- Oscar Location within Texas Oscar Location within the United States
- Coordinates: 31°03′03″N 97°15′44″W﻿ / ﻿31.05083°N 97.26222°W
- Country: United States
- State: Texas
- County: Bell
- Elevation: 502 ft (153 m)
- Time zone: UTC-6 (Central (CST))
- • Summer (DST): UTC-5 (CDT)
- Area code: 254
- GNIS feature ID: 1380314

= Oscar, Texas =

Oscar is an unincorporated community in Bell County, in the U.S. state of Texas. According to the Handbook of Texas, the community had a population of 40 in 2000. It is located within the Killeen-Temple-Fort Hood metropolitan area.

==History==
The community first came into existence when several Czech families settled in the area in the late 19th century.
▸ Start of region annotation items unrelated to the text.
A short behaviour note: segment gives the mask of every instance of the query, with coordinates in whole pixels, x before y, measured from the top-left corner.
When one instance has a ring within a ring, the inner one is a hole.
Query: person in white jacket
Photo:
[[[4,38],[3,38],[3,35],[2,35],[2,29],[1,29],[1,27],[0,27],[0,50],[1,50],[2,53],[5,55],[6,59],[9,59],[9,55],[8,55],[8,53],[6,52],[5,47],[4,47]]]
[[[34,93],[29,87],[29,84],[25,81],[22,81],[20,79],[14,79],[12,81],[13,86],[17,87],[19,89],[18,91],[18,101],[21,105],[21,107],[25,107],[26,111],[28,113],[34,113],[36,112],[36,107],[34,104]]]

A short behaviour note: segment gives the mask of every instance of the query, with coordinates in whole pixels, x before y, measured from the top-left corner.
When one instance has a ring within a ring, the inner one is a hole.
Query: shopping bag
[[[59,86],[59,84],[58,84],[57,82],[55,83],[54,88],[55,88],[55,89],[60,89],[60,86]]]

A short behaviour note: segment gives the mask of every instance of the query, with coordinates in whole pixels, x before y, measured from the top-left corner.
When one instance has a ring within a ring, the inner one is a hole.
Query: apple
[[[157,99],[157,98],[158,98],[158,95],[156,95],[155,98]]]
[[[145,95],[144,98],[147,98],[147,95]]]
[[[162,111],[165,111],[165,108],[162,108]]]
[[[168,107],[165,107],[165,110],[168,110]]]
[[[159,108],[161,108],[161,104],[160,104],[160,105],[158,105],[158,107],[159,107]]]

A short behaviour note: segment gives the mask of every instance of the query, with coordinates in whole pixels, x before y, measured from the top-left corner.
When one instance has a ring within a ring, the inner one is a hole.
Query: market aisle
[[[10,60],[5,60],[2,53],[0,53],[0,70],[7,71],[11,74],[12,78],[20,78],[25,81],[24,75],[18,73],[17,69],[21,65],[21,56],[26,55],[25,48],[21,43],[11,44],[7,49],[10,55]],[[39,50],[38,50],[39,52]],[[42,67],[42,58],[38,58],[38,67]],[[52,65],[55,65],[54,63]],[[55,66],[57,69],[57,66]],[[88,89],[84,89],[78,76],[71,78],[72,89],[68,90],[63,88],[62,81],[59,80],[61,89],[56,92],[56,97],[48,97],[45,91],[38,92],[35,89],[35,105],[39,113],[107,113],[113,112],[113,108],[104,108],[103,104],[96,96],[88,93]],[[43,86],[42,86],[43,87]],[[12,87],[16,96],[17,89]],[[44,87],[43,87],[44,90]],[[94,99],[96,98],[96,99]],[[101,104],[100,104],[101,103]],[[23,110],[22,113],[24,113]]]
A post office was established at Oscar in 1892 and remained in operation until 1904. Oscar had 115 residents that were served by a cotton gin, a hotel, a general store, a blacksmith, and a barber in 1896. It plunged to 40 residents alongside two businesses in 1946. Both businesses closed thereafter, and its population was reported as 40 from 1990 through 2000.

==Geography==
Oscar is located on Little Elm Creek and Farm to Market Road 3117, 6 mi east of Temple in eastern Bell County.

==Education==
Oscar had its own school in 1946. Today, the community is served by the Rogers Independent School District.